Mother Uun was silent for a moment, then she sighed.
“The great forces of the world are not aware of themselves,” she said. “What drives the wind, what pulls the falling rock to earth, what pulses life into our shells and pulls it away—these things are senseless, with no will, no intelligence, no desires or intentions. They simply are.”
“And yet the saints control these things,” Anne said.
“Hardly. The saintsNo, leave that aside. Here is what is important: Those forces might be diverted by art, certainly. The wind can be harnessed to pump water or drive a ship. A river can be dammed, its currents used to drive a mill. The sedos power can be tapped. But the forces themselves dictate the ultimate shape of things, and they do so by their nature, not by their design.
“The Skasloi knew this; they did not worship gods, or saints, or any other such creatures. They found the sources of power and learned how to use them to their advantage. They fought for control of these sources, fought for millennia, until their world was all but destroyed.
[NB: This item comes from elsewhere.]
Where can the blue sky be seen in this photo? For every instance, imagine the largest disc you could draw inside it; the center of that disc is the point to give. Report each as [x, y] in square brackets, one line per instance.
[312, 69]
“Finally, to save themselves, a few banded together, slaughtered their kin, and began remaking the world. They discovered the thrones and used them to keep the powers in check.”
“Thrones?”
“It’s not a good term, really. They aren’t seats or even places. They are more like the position of king or queen, an office to be filled, and once filled it confers the powers and obligations of the throne on the person who is filling it. There are several sorts of arcane power in the lands of fate, and each possesses a throne. These powers wax and wane in relative puissance. The throne that controls the power you know as sedos has been strengthening for millennia.”
“But you say there are others?”
“Of course. Do you think the Briar King is nurtured by the sedoi? He is not. He sits a very different throne.”
“And the Faiths?”
“Counselors. Queenmakers. They fight to see you receive the power, sit the sedos throne, rather than seeing it fall into the hands of another. But they have enemies, as do you.”
“But the sedoi are controlled by the Church,” Anne said.
“Up until now, yes, insomuch as they were controlled at all.”
“Then surely Fratrex Prismo already sits on that throne,” Anne said.
“He does not,” Mother Uun said. “No one does.”
“But why?”
“The Skasloi hid it.”
“Hid it? But why?”
“They forbade the use of the sedos power,” she replied. “Of all the forces they knew, it was the most destructive and could be used most effectively against the other thrones. Whoever sits the sedos throne can destroy the world. Virgenya Dare found that throne, used it to free your people and mine, and then abdicated it for fear of what it might do. For two thousand years men have been searching for it in vain. But now, like a season long in coming or a slow tide rising, the sedos power waxes again, and the throne will reveal itself. When that happens, it is important that the right person seize it.”